18 May 2016

System Automation Through Integration

I have the pleasure of working with dozens of engineers every month from companies all over North America. No matter the type of business they work for I have found they all have one thing in common – they’re all trying to maintain larger and more complex networks with a smaller team of staff.

Network management systems strive to automate the user experience, from the implementation of complex scheduling systems to the use of heuristics engines to assist with event handling. The one piece that is often missing is the maintenance of the monitoring solution itself. Recently Opmantek had the opportunity to address this issue head-on. What we did, how it works, and the results we achieved are the subject of this article.

Like many North American businesses, our client, a large multinational corporation, had grown over the years through several mergers and acquisitions. Their infrastructure management consisted of several disparate platforms from more than a dozen vendors.

Our implementation services include a series of up-front workshops designed to elicit information and feedback from all levels; engineer to upper management. When we conducted these investigative meetings we discovered many challenges and pain points specifically to our client’s business. We also learned that they had Service Now – a configuration management database (CMDB) – that was being used as the company’s single source of truth for all equipment inventory. This gave us an idea…
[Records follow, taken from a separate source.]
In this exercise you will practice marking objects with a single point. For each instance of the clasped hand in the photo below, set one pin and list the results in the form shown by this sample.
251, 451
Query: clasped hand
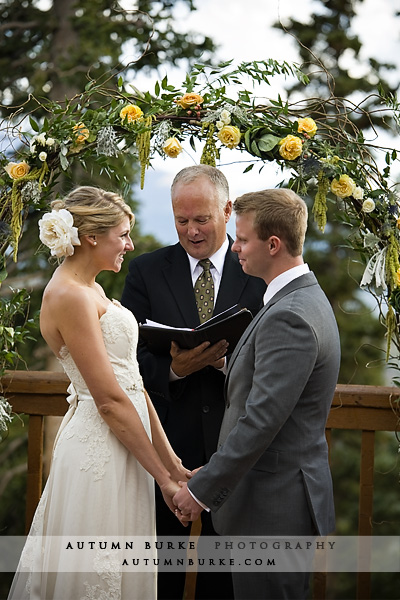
187, 509
186, 362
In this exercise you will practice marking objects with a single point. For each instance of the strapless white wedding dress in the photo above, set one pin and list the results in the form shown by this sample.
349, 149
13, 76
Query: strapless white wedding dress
96, 488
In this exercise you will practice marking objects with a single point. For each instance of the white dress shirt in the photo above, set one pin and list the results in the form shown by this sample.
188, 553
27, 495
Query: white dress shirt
283, 279
217, 260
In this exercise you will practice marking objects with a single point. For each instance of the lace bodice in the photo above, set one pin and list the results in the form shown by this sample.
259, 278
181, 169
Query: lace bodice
120, 335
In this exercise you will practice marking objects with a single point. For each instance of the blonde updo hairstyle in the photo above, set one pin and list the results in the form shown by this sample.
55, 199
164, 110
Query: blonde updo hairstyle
94, 210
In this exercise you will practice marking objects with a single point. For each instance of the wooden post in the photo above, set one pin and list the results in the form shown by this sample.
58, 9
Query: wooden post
365, 511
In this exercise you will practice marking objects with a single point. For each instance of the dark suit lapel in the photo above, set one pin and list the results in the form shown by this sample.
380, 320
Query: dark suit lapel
176, 270
232, 272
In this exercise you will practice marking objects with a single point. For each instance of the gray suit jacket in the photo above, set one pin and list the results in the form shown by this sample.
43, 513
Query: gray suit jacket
270, 475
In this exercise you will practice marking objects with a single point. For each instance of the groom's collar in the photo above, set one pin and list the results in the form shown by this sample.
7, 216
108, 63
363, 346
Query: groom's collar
283, 279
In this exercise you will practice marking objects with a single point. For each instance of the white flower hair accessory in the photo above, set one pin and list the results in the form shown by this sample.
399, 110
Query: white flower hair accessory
57, 232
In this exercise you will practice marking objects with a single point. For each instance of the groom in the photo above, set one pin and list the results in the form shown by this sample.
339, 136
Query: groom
270, 475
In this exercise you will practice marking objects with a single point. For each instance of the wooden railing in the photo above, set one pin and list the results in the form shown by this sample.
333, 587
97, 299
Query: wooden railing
364, 408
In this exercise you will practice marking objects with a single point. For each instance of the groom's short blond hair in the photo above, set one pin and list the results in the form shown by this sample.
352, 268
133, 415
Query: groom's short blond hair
278, 212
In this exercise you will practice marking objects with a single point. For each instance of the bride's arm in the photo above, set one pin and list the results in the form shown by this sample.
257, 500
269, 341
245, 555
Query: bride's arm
75, 315
164, 449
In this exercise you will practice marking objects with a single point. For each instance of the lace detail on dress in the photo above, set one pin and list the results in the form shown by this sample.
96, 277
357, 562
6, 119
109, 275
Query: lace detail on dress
94, 436
107, 566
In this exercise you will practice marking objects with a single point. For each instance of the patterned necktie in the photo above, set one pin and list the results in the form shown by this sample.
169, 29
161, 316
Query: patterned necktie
204, 291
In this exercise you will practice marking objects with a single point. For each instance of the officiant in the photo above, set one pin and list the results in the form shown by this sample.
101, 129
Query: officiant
183, 285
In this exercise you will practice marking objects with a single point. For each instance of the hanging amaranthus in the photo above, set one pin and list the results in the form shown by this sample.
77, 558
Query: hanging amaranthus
17, 204
319, 209
210, 152
392, 262
143, 146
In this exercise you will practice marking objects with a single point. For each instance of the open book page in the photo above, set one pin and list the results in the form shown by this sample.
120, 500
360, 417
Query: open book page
151, 323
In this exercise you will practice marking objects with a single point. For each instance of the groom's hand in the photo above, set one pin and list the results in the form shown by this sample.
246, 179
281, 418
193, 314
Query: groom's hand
187, 509
186, 362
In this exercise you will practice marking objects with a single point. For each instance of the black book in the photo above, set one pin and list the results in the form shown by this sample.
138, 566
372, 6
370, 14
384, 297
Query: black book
228, 325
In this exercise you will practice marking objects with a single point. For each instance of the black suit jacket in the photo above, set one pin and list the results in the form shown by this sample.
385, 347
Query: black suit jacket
159, 287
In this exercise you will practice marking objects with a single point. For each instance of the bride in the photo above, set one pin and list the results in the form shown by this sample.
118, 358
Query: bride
110, 444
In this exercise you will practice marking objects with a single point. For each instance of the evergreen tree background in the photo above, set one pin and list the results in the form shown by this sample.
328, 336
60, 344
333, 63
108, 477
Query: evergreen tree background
327, 46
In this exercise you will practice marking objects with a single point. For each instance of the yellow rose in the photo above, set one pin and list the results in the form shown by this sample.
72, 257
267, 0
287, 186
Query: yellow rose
290, 147
188, 100
343, 187
229, 136
308, 126
81, 133
131, 112
172, 147
17, 170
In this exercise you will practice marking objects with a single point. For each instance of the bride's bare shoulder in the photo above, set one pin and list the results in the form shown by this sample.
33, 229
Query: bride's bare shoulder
63, 293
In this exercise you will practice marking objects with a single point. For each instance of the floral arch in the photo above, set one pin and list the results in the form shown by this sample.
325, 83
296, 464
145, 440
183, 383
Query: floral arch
327, 156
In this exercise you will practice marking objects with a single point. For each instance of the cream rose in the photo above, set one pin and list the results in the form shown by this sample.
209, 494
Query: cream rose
81, 133
189, 100
290, 147
172, 147
343, 187
368, 205
307, 125
225, 116
17, 170
229, 136
131, 113
358, 193
57, 232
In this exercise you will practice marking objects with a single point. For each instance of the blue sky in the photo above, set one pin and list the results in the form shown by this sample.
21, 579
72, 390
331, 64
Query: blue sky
243, 31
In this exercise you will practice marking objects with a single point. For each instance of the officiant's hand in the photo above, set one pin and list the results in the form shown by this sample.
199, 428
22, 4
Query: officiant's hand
186, 362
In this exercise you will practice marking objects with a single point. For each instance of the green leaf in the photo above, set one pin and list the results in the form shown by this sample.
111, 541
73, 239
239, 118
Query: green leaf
34, 125
64, 162
268, 142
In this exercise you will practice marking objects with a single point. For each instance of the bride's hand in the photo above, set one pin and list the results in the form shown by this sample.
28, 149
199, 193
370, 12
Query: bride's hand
168, 491
180, 473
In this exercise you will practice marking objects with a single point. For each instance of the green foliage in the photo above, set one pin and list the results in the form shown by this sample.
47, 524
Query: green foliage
326, 41
12, 334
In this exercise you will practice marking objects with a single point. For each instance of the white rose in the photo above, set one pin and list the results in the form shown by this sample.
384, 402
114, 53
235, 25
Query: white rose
358, 193
368, 205
225, 117
57, 232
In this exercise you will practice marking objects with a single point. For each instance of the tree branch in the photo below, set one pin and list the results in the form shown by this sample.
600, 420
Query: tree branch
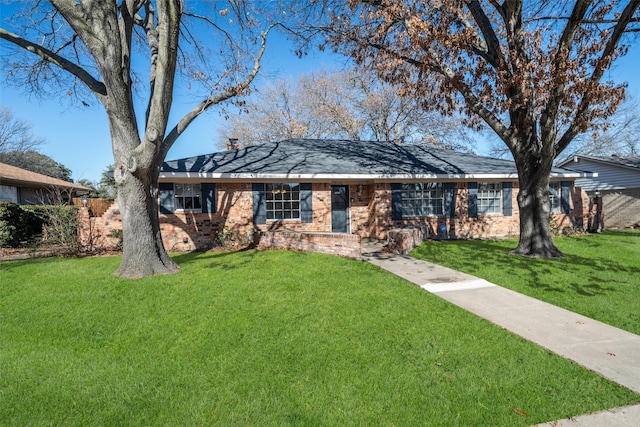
94, 85
494, 53
603, 64
216, 99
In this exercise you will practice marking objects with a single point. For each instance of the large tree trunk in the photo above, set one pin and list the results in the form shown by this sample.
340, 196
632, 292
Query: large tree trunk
136, 173
143, 251
535, 208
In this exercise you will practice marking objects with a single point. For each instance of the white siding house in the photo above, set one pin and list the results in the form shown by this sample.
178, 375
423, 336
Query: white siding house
617, 184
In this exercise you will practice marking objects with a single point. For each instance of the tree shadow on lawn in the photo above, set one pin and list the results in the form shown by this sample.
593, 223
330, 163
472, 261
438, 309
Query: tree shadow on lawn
220, 258
587, 276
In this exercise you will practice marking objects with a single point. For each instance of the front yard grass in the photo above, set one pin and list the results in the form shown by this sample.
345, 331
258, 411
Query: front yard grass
266, 338
599, 277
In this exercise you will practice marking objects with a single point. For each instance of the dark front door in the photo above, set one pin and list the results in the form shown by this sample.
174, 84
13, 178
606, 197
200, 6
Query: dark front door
340, 208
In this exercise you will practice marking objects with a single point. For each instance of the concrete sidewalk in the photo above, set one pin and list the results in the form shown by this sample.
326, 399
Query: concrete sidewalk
606, 350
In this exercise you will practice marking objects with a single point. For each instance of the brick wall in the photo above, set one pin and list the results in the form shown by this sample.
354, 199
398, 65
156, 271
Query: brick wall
370, 218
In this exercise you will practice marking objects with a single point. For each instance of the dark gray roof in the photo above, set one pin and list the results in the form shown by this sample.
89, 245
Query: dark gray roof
350, 159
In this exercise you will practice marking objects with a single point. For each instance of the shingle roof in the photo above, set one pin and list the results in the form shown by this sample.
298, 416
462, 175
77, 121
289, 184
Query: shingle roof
346, 159
14, 175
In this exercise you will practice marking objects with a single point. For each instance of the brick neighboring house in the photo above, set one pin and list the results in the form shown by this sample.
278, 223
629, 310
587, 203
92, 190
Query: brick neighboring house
300, 193
616, 182
30, 188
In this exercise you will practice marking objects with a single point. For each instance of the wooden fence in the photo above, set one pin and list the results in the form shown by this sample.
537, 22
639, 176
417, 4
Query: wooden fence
97, 206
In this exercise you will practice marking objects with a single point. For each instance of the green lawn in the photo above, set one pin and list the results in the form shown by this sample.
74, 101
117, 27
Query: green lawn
266, 338
599, 277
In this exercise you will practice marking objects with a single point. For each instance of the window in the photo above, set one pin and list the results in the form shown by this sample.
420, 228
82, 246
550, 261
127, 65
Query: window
283, 201
188, 196
489, 198
554, 196
422, 199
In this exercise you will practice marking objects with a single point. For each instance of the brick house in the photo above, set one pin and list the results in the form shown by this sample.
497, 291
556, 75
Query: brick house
300, 193
614, 187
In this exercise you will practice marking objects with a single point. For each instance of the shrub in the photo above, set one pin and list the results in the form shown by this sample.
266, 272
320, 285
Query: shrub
19, 226
60, 226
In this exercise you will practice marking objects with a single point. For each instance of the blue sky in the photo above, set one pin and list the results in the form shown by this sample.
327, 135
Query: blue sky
78, 137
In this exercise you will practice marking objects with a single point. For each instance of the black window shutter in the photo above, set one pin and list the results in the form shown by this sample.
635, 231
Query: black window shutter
208, 190
306, 205
167, 197
396, 201
473, 199
449, 199
565, 196
507, 193
259, 204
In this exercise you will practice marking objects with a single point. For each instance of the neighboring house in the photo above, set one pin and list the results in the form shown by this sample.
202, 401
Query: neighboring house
352, 188
617, 185
29, 188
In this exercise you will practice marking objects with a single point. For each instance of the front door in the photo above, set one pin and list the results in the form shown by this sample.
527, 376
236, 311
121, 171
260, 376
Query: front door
340, 208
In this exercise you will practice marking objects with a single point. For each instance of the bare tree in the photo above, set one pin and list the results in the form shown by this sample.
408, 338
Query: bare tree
530, 71
16, 134
352, 104
95, 47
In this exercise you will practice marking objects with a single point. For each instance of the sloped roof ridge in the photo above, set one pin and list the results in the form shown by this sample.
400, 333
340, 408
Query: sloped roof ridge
9, 172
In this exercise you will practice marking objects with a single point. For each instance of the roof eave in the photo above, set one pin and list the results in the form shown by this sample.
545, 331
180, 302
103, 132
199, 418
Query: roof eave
349, 177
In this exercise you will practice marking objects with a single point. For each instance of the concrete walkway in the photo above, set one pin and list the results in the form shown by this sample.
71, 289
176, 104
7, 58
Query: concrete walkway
606, 350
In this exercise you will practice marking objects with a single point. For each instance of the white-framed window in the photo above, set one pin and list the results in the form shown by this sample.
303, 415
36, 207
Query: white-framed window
188, 196
422, 199
283, 201
489, 198
554, 196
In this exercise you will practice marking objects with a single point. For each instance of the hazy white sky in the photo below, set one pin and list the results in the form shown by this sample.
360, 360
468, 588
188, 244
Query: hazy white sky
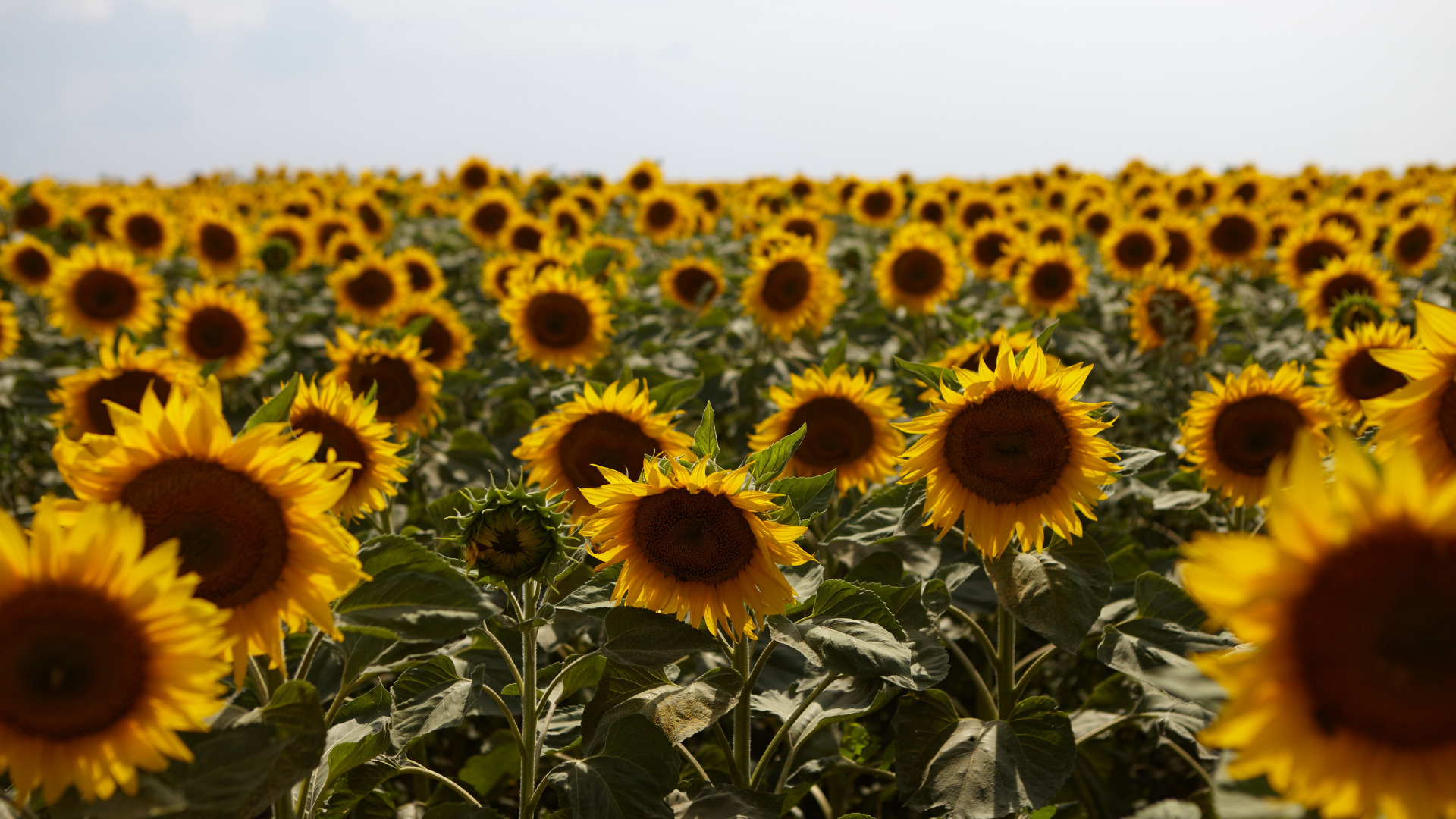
723, 88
Service Now, like most modern CMDB systems, includes a very robust application programming interface (API). Using this API we were easily able to create an integration which would pull a list of active devices, compare them to the devices currently being monitored, and reconcile the list by adding new devices, updating existing devices, and even retiring devices from monitoring when they were marked as out of service.

Our architectural solution for this client included a series of geographically diverse polling engines all rolling-up to a series of redundant primary servers. Each layer offering multiple methods of redundancy and failover. Our integration with Service Now accounted for this, automating the assignment of devices to polling engines geographically, even supporting devices with different service levels; some need 1 or 2 assigned polling engines.

To further enhance the system, we also automated the assignment of devices to opConfig, our Configuration and Compliance Management solution and opEvents, our intelligent event management system which provides event correlation, deduplication, and action automation. These solutions were then complemented by the addition of opTrend, which expands on Opmantek’s already expansive thresholding and alerting system by implementing a highly flexible Statistical Exception Detection System (SEDS), Igor Trubin’s methodology, that learns what’s normal behavior on the client’s network and adjusts thresholding dynamically based on historical usage for every hour of each day of the week.

Our Phase 1 implementation focused on network devices and have allowed the client to consolidate their monitoring platform to a single Opmantek based solution, decommissioning several other systems. In our next Phase, we will be automating the monitoring of their expansive server network. This effort will continue to leverage the information in Service Now; allowing us to monitor services and applications, generate synthetic transactions to exercise each application tier, and continue to expand their view across the enterprise through a single pane of glass.
The last piece of this puzzle was the addition of Service Assurance and Monitoring. This provides an additional layer of support through monthly server checks, software upgrades, and 24/7 monitoring of the monitoring solution. With these solutions in place the client needn’t worry that they will miss an event because their monitoring solution wasn’t up-to-date or worse, wasn’t functioning as designed.

In all, Opmantek’s integrated solution has now removed the maintenance needed to maintain most network monitoring systems, ensured all devices are properly monitored to the correct SLA and delivered an enterprise-class solution through a single pane of glass.